Подмигнув друг другу, Прутков и Курнев стали смотреть вперед. Вначале Курнев заинтересовался высоким начальством, сидевшим в первом ряду президиума. Потом он стал рассматривать сидящих в глубине сцены и увидел Клаву, Клавдию Петровну. Она сидела во втором ряду, между полной женщиной из Минпроса, которую он знал, и инструктором обкома.
От неожиданности Курневу даже стало жарко. Потом он почувствовал, как по спине пробежал холодок. Сколько же лет он не видел Клавдии? Считать, так и не сосчитаешь. Как далеко теперь то время, молодость!
Если смотреть издали, то Клавдия Петровна вроде совсем не изменилась. Как прежде носит роскошную прическу, мила лицом, свежа. Такие женщины, как она, сильно любящие и блюдущие себя, медленно и незаметно стареют.
Докладчик монотонно говорил о задачах сельских школ, проанализировал их работу в летний период, в числе лучших назвал его, Курнева, школу; он призывал к щедрости в оказании помощи школам руководителей предприятий и к строжайшей экономии в трате государственных средств заведующих районо.

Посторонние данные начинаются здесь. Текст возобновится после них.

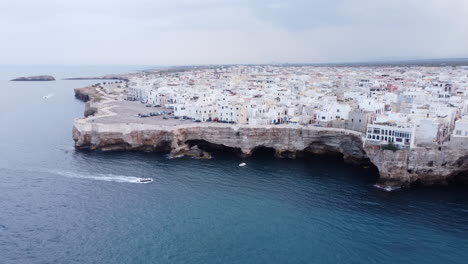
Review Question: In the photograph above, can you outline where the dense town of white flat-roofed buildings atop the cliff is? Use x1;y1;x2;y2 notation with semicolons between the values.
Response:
122;66;468;149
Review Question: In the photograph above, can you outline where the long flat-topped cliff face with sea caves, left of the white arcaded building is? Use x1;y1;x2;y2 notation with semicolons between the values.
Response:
73;123;368;162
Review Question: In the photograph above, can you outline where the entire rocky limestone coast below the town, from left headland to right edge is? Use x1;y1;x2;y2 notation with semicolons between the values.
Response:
73;87;468;187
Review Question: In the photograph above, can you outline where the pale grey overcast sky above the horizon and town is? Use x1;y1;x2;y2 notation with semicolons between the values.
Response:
0;0;468;65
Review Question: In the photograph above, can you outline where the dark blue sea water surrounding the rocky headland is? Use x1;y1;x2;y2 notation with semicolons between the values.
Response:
0;66;468;264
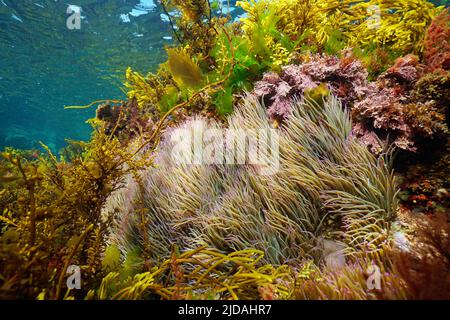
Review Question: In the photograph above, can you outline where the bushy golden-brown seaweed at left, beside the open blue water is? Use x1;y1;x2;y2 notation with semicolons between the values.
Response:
0;128;153;299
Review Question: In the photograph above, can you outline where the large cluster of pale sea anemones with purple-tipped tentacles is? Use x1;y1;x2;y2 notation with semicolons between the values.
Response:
108;96;396;265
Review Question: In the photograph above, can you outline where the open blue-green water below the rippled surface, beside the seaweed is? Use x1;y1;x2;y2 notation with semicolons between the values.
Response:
0;0;448;150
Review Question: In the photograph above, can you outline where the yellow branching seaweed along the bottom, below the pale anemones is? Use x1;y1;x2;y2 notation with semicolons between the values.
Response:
91;248;293;300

Курнев, не отрываясь, смотрел на Клавдию Петровну, прошлое вздыбилось в нем, будто норовистый полуодичавший скакун.
Как это все было давно!
На выпускной вечер Ваня Курнев неожиданно для всех привел свою девушку Аню, недавнюю десятиклассницу, а теперь учащуюся медучилища, тем самым кровно обидел девочек-однокурсниц. Ваня был лучший танцор училища, а на вечере он танцевал только с Аней и вроде никого больше не замечал.
Может быть, девочки никогда бы не простили Ване этой выходки, если бы его девушка не была такой красивой и если бы не было видно даже невооруженным глазом, что они друг друга сильно любят. Девочки все простили и потом, когда разъезжались, плакали и больше всего целовали Ваню — любимца и гордость училища.
В тот вечер Ваня с Аней долго гулял у берега моря. В белые ночи тундра и море бывают удивительно красивыми.